## Teach Me How to Dutchie

Lately I’ve been learning Dutch. It’s been a lot of fun, and I’m currently at the point where I can read a newspaper article with a dictionary and mostly find my way. Some elements of Dutch, like the slippery word order, are basically intractable and are simply going to have to be internalized over time with practice. There is one element, though, that I’ve become annoyed enough with to do something about: vocabulary. Since I’m really very lazy at heart, I wondered:

**What’s the optimal way to learn vocabulary?**

Knowledge of vocabulary doesn’t confer knowledge of a language, far from it, but you obviously can’t know a language without knowing vocabulary. Moreover, facility with vocabulary should help the language learner to pick up new grammatical constructions and idioms from context as well as to reduce overall cognitive burden. Most importantly for the purposes of this blog post, vocabulary is easily quantifiable: you know it or you don’t.

# Spaced Repetition

It turns out that we know a lot about how to efficiently study knowledge like vocabulary. The process of forgetting is well-modeled by simple exponential decay, by which I mean that the probability $p(t)$ of successfully recalling an item at time $t$ can be adequately captured by:

$p(t)=e^{-\lambda t}$

for some rate $\lambda > 0$. If we are bad at remembering the item,
$\lambda$ is high; if we are good, low. The spacing
effect tells us, as a
matter of empirical psychology, that the best way to form a long-term
memory is to recall the desired item just as you’re about to forget
it. This leads straightforwardly to the conclusion that, given a
fixed allotment of time for study, the most effective study regime is
one that *spaces* repetitions of the material. The superior efficacy
of spaced repetition is robust and well-known to memory psychologists;
see Gwern for a nice
overview.

Incidentally, the fact that spaced repetition (a) definitely works and (b) probably bears no relation to anything you did in school is something to think about.

Spaced repetition is exactly the sort of task that one would prefer to automate as much as possible: given a collection of material to be learned, one would like to have a machine that creates a model of the learner and schedules the material so as to maximize the learner’s long term recall.

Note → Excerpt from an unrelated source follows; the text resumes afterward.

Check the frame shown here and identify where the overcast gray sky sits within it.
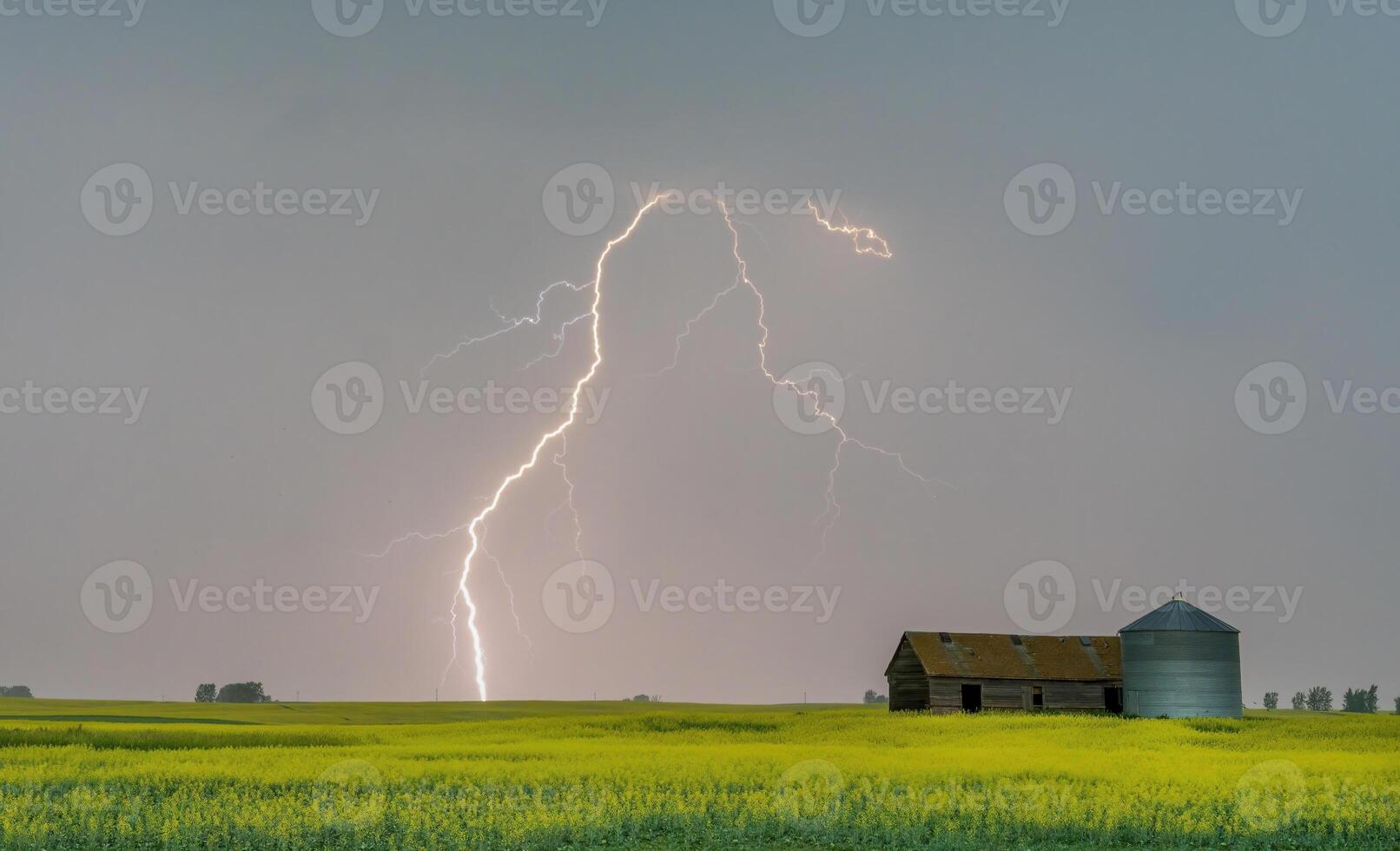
[0,0,1400,703]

There is a lot of software out there that promises to do roughly that; I’ve heard good things from many people about Anki.

In the specific case of language learning, however, there’s a statistical (or really, decision-theoretical) issue that I’ve never seen addressed. To appreciate it, we first need to consider the zeta distribution, better known as Zipf’s Law.

# Zipf’s Law

Words in a language are not used with equal frequency. Some words are
quite frequent, and others extremely rare. As it happens, words in
all known human languages obey a *Zipf distribution*, in which the
frequency of a word is inversely proportional to some power of its
rank. More formally we have:

$p(w)\propto \frac{1}{r(w)^\alpha}$

where $p(w)$ is the probability of observing word $w$ with rank $r(w)\geq 1$, and $\alpha$ controls the rate of decay. To normalize this distribution, we would sum:

$Z = \displaystyle\sum_{i=1}^N\frac{1}{i^\alpha}$

which is just the generalized harmonic number $H_{N,\alpha}$. If the number of words is infinite (mathematicians, always thinking ahead…) then the series is still convergent for $\alpha > 1$. This series is so central in mathematics that it has its own name: the zeta function, written $\zeta(\alpha)$. Hence this distribution is often known as the zeta distribution even though its most celebrated application, Zipf’s law, pertains to languages with a finite number of words. It’s also the discrete counterpart to the Pareto distribution, with which it is often confused.

The upshot of all this is that words in a language are zeta-distributed, and whenever someone mentions “Zipf” or “zeta” or “Pareto”, you really just want to think “frequency goes inversely with a power of rank” and work the details out at your leisure.

# Spaced Repetition à la Zipf

What import does Zipf’s law hold for language learning? First, consider the following learning goal:

**Maximize the probability of recalling a word drawn at random from
a natural corpus.**

Formally, we want to maximize $\textrm{E}[p(w)]_{w\sim \mathcal{Z}}$, where $\mathcal{Z}$ denotes the natural zeta distribution for words in the target language. This seems like a plausible utility function for study– it simply formalizes the truism that words that occur more often are more important to know, and assumes the simplest possible relationship between frequency and utility that could make that so. Knowing that words are zeta-distributed allows us to determine exactly how much effort we should spend memorizing the 10,000th word versus the 10,001st.

This seems like a worthy goal, but what are we maximizing the
expectation *over?* We are maximizing over *training regimens*, which
we can think of as functions of the type:

$f:(W,T,B)^Q \rightarrow (W,T)$

The idea is that the training regimen should take the user’s training history of $Q$ questions and answers $(W,T,B)^Q$ listing all previous words presented, time presented and binary response (correct or incorrect), and return a word to be presented at some future time $(W,T)$. The training regimen must also take data about words and ranks as a fixed parameter. Exercise: must the optimal strategy be greedy? If not, the optimization problem isn’t well-posed until we specify some bound on the amount of training left.

So, I think that’s enough to think about in one sitting. In the next post we’ll consider how to construct such a training regimen, and see how it works in practice.